With the patient under general anesthesia, the TTC-TVS procedure involved tracheal intubation and establishing normothermic cardiopulmonary bypass via femoral–cervical vascular cannulation. Three 2-cm incisions at right thoracic were made to accommodate one thoracoscope and two operating handles as previously mentioned [19, 20]. The right atrium and pericardium were incised and stripped from the inferior vena cava, avoiding pericardial adhesion. Surgical characteristics were selected on the basis of operator judgment. However, a replacement operation was given priority if the patient has significant dilatation of the right-sided cardiac chambers or tricuspid annulus (Center Illustration A).

The TRI-SCORE was developed and validated to predict in-hospital mortality after ITVS and transcatheter intervention for TR [17, 18]. It was calculated according to the published scoring system, which considers factors such as age > 70 years, NYHA class III/IV, left ventricular ejection fraction, moderate/severe RV dysfunction (1 point each); right-sided heart failure signs, daily dose of furosemide > 125 mg, glomerular filtration rate, and elevated total bilirubin (2 points each). A risk score of ≤ 3 defined low risk, 4–5 defined intermediate risk, and 6 defined high risk.

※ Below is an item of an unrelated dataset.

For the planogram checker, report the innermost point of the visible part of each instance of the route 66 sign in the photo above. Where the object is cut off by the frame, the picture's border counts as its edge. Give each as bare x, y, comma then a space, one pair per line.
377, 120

The primary endpoint of this study was to assess the long-term outcomes of the two management strategies and determine the differences in (i) all-cause mortality; (ii) the combined of all-cause mortality with HHF. The secondary endpoint included the rates of HHF during the follow-up period, the assessment of improvements in NYHA functional class (defined as NYHA functional class improvement of at least 1 class at the last follow-up), TR severity [grade < moderate (2+) at the last follow-up echocardiographic scan]. The definition of HHF was new-onset or worsening signs and symptoms of heart failure that required urgent therapy resulting in hospitalization. To evaluate the last NYHA functional class value and the echocardiographic endpoints, patients were included in the analysis if they had survived for a minimum of 6 months following treatment for TR. The outcomes and complications were diagnosed and classified according to the updated Tricuspid Valve Academic Research Consortium document (T-VARC) [23].

Descriptive statistics were used to present the baseline characteristics of the study population. Continuous variables were expressed as the mean ± standard deviation or the median with quartile ranges. Results from categorical data were presented as n (%) for each category. Group comparisons were conducted using the Student t-test for normally distributed variables and the Mann–Whitney U test for non-normally distributed variables. The differences of categorical variables were assessed using the Pearson χ2 test.

Clinical risk factors associated with all-cause mortality and cardiac events were determined with univariate and multivariate analysis applying Cox proportional risk analysis. Hazard ratios (HR) and 95% confidence intervals (CI) were reported. Mortality rates (%) were calculated, and survival curves were constructed using Kaplan–Meier estimates. Group comparisons were performed using log-rank statistics. A P value < 0.05 was considered statistically significant. Statistical analyses were performed using R-Studio version 4.2.2 (R Foundation for Statistical Computing, Vienna, Austria).